I had the Astra Zeneca, and the after effect this time was feeling washed out all weekend. Of course it could be the result of too much socialising, sunshine and excitement, but I think it was the jab. I am not complaining, just reporting.

All I had the energy for was finishing my current painting:

The view from here.

I need a new novel to read. Any suggestions?

no sci-fi

no magic realism

no horror

no crime

no unmitigated darkness.

What I want is a warm novel about ordinary people, beautifully written, and not too wordy (like Barbara Kingsolver and Maggie o'Farrell are.) The ideal is Kent Haruf's trilogy - which begins with Plainsong ;   or All the Light We Cannot See - which I am still telling everyone about. 

I can take a sad ending.

Chrissie has suggested A Gentleman in Moscow and I'm going to check it out.

Do you have any other suggestions?

While you think about it you can look at the photo I took last week of the sunrise - from the field next door, while in my pyjamas:


Christine said...

Great painting!

Anonymous said...

I agree, the painting really sings!

Thea, xx

Kristine said...

Stoner by John Williams
The Salt Path and The Wild Silence by Raynor Wynn
This is Happiness by Niall Williams
Illyrian Spring by Anne Bridge
Brief Loves That Live Forever by Andrei Makine **

But I think you may have read some of these already ......
The one great thing about getting old is that you can read books again, as if for the first time :)

Love your paintings.
Keeps smiling,

Sue Hepworth said...

Thank you, Thea.

Thank you, Kristine. I have read The Salt Path which I liked, and also Stoner which I’m sorry to say I hated, because i thought it unmitigatedly miserable.

But I looked at the books of Makine and I think I’m going to buy his book The Life of an Unknown Man. The one you suggested looks too sad. But his writing appeals to me.
I am also going to read a sample of Illyrian Spring to see if I like it.

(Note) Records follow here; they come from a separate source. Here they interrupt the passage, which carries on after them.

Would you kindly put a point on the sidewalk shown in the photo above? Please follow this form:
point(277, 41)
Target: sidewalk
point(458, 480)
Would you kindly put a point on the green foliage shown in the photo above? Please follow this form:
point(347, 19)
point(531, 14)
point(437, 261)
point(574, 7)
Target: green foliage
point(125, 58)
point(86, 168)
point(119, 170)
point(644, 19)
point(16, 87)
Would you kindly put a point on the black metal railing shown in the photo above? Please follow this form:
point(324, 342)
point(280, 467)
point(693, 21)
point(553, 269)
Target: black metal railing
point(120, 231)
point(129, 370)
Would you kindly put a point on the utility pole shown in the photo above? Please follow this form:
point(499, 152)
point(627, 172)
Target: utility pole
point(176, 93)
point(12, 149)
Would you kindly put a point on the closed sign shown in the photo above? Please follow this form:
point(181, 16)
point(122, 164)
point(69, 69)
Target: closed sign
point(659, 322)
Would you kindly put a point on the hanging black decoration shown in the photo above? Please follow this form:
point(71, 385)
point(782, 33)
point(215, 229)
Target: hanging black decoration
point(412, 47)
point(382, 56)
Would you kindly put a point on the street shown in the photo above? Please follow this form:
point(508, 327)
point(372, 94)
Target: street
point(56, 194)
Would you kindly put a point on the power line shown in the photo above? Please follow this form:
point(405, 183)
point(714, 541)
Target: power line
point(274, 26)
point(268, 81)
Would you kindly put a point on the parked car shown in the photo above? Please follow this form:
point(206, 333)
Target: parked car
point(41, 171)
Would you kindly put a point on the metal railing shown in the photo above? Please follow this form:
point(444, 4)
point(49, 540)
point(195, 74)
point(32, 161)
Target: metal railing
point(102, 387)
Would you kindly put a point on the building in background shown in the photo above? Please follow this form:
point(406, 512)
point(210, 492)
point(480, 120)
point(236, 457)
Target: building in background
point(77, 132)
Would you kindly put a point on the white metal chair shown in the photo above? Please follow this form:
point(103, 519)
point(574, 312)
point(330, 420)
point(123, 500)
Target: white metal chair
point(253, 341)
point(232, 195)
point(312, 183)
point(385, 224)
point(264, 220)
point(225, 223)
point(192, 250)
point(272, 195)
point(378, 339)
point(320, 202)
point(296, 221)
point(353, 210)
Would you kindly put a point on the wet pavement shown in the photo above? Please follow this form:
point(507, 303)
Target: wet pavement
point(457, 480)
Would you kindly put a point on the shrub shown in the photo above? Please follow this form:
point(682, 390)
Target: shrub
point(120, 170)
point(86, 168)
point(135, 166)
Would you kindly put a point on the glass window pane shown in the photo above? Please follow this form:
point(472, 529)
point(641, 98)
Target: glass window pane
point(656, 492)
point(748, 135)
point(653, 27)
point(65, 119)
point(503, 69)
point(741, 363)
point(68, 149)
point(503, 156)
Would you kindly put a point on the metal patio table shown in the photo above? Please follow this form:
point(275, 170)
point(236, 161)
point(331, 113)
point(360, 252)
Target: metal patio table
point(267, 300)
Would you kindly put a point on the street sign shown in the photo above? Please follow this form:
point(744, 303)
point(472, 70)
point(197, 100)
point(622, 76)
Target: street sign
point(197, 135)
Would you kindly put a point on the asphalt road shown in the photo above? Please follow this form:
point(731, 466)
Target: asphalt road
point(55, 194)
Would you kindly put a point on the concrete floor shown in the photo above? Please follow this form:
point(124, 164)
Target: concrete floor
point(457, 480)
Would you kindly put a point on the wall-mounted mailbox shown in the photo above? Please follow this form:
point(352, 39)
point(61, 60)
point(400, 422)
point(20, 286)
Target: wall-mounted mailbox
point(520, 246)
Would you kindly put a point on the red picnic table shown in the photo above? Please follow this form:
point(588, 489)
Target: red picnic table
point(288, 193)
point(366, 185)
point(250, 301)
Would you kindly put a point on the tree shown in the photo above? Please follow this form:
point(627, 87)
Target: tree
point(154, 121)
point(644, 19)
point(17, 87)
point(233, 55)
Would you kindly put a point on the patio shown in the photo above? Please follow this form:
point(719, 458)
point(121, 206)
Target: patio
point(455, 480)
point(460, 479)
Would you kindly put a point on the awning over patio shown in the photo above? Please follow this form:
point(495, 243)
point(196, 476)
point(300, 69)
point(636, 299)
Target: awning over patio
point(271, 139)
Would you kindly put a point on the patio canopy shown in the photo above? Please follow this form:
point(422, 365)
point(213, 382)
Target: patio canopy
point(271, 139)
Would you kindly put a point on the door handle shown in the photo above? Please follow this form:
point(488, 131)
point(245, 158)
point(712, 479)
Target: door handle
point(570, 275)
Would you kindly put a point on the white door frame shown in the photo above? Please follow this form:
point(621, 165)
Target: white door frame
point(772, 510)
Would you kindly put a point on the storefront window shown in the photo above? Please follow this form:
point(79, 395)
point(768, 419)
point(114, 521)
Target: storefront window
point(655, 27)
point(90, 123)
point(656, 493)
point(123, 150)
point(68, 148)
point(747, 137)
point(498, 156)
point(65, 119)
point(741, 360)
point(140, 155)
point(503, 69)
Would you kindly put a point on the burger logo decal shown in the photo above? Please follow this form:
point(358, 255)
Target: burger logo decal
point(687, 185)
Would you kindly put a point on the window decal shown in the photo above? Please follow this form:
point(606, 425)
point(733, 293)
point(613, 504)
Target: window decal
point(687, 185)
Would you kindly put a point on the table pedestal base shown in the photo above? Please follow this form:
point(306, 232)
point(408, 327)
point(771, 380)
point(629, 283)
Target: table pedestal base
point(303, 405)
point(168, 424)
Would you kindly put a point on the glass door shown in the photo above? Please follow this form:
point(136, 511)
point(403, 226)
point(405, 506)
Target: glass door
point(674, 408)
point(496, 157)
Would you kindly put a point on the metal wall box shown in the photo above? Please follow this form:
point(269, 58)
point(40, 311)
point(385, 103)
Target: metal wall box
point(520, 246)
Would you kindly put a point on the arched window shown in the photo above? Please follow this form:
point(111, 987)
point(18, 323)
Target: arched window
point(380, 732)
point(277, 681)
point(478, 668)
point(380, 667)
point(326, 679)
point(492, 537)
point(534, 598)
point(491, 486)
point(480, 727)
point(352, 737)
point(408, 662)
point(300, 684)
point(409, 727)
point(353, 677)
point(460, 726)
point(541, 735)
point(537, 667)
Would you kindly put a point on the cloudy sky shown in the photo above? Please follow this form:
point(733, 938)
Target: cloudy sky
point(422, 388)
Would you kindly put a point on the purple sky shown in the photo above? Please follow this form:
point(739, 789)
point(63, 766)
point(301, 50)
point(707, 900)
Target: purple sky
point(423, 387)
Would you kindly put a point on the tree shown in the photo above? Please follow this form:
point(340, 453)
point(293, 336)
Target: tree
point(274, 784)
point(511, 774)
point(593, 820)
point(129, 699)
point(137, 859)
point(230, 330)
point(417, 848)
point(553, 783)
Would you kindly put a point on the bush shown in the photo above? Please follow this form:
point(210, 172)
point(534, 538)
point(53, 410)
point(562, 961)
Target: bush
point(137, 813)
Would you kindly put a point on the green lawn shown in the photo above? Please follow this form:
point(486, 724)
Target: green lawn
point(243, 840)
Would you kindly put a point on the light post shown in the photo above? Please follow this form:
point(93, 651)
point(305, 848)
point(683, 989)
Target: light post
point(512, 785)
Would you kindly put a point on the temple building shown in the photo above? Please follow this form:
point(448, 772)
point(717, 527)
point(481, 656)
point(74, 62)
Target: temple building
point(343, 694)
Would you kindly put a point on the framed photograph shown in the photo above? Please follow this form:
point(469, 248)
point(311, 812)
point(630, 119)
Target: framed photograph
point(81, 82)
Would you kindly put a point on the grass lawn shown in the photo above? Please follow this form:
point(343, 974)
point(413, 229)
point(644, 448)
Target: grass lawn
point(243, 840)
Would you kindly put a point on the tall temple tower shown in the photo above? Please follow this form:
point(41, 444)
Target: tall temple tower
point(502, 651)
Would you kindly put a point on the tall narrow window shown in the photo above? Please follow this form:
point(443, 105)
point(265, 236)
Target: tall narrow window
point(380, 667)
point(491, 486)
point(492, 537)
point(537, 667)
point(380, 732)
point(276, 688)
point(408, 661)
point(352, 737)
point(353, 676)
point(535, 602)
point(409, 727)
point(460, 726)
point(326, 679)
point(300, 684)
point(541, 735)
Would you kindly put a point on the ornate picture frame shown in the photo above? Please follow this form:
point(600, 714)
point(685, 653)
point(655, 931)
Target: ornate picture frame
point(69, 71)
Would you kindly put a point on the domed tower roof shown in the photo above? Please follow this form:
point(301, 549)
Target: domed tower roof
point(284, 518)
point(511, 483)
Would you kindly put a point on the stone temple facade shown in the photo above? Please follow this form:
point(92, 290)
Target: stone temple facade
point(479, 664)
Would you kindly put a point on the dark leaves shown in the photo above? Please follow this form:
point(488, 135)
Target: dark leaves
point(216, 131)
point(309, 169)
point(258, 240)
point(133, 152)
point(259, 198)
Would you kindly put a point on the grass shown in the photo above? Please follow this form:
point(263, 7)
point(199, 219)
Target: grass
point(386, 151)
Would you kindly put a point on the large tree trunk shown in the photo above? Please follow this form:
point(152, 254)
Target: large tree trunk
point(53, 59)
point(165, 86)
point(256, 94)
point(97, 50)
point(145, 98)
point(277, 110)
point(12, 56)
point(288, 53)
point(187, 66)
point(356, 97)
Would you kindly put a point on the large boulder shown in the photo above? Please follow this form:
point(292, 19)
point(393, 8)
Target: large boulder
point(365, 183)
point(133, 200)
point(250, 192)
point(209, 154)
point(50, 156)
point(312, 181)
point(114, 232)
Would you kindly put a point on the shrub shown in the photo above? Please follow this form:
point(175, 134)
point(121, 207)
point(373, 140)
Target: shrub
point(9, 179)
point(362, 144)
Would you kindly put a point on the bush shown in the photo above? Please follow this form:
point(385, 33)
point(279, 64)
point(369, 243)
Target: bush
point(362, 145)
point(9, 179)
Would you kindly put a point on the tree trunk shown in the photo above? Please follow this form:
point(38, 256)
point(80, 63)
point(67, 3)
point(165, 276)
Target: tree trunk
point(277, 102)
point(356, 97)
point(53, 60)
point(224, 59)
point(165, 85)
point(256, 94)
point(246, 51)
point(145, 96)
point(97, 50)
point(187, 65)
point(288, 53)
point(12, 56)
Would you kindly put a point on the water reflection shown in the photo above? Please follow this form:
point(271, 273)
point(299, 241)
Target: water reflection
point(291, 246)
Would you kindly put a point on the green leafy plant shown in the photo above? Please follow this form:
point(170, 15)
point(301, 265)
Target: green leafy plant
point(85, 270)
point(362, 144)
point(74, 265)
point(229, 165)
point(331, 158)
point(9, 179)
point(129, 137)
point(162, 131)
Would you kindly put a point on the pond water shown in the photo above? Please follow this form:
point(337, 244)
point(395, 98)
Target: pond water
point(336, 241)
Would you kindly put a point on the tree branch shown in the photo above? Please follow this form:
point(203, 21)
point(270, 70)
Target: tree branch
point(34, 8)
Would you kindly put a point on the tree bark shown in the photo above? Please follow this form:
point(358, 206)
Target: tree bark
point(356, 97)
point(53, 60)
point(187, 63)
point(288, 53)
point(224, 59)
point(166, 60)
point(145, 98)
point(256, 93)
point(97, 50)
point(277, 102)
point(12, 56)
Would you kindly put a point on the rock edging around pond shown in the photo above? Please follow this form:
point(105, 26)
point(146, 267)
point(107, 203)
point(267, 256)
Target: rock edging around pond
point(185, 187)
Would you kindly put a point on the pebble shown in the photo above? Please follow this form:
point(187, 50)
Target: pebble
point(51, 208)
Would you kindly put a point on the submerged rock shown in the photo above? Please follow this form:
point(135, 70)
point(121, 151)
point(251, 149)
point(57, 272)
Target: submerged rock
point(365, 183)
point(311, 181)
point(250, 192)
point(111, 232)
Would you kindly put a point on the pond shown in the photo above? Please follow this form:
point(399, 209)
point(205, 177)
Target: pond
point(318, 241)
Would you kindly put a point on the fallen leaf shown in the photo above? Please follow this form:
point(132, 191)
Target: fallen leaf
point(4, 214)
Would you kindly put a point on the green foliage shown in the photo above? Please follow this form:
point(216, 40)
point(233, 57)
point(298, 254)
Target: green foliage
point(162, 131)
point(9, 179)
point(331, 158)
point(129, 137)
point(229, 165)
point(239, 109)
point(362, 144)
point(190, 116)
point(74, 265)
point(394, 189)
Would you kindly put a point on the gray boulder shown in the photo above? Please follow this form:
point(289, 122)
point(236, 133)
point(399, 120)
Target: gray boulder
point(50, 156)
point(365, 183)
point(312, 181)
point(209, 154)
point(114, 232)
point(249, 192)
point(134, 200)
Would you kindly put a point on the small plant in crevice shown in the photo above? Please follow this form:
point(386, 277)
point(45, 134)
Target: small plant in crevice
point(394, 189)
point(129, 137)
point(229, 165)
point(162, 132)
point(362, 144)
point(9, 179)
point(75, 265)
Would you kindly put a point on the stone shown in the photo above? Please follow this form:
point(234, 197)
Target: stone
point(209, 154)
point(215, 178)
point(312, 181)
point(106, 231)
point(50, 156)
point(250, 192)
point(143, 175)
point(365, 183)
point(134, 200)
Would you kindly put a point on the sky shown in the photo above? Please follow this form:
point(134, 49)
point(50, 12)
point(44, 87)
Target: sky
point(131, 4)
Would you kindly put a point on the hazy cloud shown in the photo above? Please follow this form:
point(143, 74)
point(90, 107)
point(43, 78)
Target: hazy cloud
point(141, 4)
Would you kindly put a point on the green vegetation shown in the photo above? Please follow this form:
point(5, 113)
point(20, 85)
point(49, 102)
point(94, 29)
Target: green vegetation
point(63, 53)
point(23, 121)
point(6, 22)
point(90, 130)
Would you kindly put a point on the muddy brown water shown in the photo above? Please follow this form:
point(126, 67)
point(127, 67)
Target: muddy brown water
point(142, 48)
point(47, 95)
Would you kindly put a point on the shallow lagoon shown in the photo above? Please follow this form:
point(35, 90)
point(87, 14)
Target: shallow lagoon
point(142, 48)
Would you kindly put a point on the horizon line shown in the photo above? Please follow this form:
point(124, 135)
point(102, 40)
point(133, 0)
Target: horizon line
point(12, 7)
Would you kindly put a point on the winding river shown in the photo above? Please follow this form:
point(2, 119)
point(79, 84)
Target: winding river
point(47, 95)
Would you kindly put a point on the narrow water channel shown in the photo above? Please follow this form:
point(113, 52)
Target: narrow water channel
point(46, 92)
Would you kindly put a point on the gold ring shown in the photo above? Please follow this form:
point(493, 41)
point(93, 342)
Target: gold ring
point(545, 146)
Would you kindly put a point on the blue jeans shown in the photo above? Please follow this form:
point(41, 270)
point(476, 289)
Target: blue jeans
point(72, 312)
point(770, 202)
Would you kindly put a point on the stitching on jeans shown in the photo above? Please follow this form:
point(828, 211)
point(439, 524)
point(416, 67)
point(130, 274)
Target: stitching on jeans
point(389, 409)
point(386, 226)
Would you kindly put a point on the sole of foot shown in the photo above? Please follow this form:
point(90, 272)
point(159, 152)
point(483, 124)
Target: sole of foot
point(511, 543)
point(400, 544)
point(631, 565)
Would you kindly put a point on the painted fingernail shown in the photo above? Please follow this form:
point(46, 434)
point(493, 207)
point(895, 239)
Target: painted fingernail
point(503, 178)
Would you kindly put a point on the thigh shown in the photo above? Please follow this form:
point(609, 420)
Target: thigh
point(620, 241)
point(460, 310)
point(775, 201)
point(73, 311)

As for reading books again - I do. I just reread Our Souls at Night by Kent Haruf for a third time and enjoyed it even more!

marmee said...

I wanted to do a proper list but the day got away from me. Sue my suggestions are books that I have re read recently. First off, Bricks and Mortar by Helen Ashton and House-Bound by Winifred Peck. Both were re prints by persephone and are indeed books about ordinary people. I enjoy reading them, they make me think , the Winifred Peck has its moments when it makes you laugh out loud. I also recently read Mrs Lorimer's Family by Molly clavering ...this is a bit fluffier but not brainless and I don't know, it is that sharp eye that sees how we are with one another and describes it in an ascerbic fashion but also with acceptance and understanding, but it is a light read.

Sue Hepworth said...

Thank you very much, Marmee, I will check these out.

Anonymous said...

Painting is lovely. I have just read All the Lonely People by Mike Gayle and as I finished it, I thought at the time (about 1.30 am) it might be something you would enjoy. Jenetta

Sue Hepworth said...

How lovely to be thought if at 1.30 a.m. in a friendly way by someone I have only met once.

Thank you for the suggestion Jenetta. I have just read a sample and will read the whole book. It looks heartwarming and will counterbalance the melancholy of The Life of an Unknown Man.

Sue Hepworth said...

Kristine, I have ordered Illyrian Spring as well as a book by Makine.

Kristine said...

I hope you enjoy Illyrian Spring - it is a very old novel, but I liked it :)
I didn't find the Brief Loves That Live Forever sad, but poignant and beautifully written. I don't know the Makine you mentioned - I will check it out. I think you would love the Williams book too.